Yes, this time she did better, the engine stopped.

No speed to height ….dive, dive, dive, keep the old fan turning as there was no option in this cumbersome survival suit to get out of the aircraft, stand on the wheel and hand swing….I was far to close to the water!

As, always, in cases of self preservation matters, forces for you come out of nowhere. Like, for example, when recently, the judge had ordered me to produce witnesses there and then, without due notice. Following the removal of a dead rat from my pocket, I thought his resting place appropriate being our local chamber for the cabal of corrupt lawyers, generally financed by the tax payer, there being no effective audit in the UK on such matters. I had swung round, near to panic to see who was in the well of the court …but that is another story for later.

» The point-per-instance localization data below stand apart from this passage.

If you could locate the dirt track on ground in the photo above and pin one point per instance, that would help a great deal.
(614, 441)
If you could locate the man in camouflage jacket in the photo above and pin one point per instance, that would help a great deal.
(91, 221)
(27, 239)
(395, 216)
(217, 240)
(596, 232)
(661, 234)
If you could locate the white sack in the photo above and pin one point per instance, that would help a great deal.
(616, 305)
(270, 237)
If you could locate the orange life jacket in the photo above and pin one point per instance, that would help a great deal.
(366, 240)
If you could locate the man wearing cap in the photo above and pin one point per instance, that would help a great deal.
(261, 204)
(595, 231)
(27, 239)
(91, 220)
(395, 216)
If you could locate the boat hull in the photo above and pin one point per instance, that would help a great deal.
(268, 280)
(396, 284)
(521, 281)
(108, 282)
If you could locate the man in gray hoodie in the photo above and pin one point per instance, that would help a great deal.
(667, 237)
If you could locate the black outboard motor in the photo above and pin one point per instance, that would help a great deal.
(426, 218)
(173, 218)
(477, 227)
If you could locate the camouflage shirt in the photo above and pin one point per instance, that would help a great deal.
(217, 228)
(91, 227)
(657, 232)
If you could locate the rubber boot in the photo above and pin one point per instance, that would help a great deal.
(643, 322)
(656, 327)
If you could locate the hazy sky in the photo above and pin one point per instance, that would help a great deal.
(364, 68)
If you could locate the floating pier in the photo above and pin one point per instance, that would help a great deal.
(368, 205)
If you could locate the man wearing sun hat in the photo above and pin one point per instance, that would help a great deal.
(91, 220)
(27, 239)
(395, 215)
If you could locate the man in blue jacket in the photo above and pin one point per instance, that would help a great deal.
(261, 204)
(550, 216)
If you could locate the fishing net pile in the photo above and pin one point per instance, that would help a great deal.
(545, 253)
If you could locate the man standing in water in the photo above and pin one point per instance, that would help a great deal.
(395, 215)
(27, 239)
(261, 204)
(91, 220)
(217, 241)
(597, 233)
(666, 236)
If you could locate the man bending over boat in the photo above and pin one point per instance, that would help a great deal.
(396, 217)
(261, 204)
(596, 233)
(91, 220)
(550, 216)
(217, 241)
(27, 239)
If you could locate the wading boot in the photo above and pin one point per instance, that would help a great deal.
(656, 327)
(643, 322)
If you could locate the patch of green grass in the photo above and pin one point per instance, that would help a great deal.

I went for all fuel cocks on for each wing tank, mixture rich, throttle linkages and mag switches both on? No, only one mag on, possibly knocked off in the panic within such a cramped cockpit.

No “go juice” had to be the reason soon to be confirmed .

Once back in level flight, I decided to talk to the, always so friendly, passing airliners at 30,000 feet. I reached for my newly installed vhf only to find the first knob, needed for frequency change, was snapped off at the root and any time spent trying to change frequency with pliers from a multi knife was quite futile.

WARNING to others…the cumbersome survival suit, making me look like Mr Michelin, and my total lack of physical strength caused me to be unable to reach the hand held that had slid away, on the floor. Nor could I reach to rectify an air lock, up front, in the long range fuel system. Power to the GPS terminated at that point leaving me well over a 100 miles to run. Intricate and methodical log keeping, together with a steady and reliable weather forecast for 5000 feet, allowed me, an hour and a half later, to just detect a silhouette of two islands to emerge out of the low status of cloud before me . There’s nothing worse than seeing an island that is not due to be there! This one was Norfolk Island, gracefully adorned with the many Norfolk Pines, so much admired by the first aviator to visit.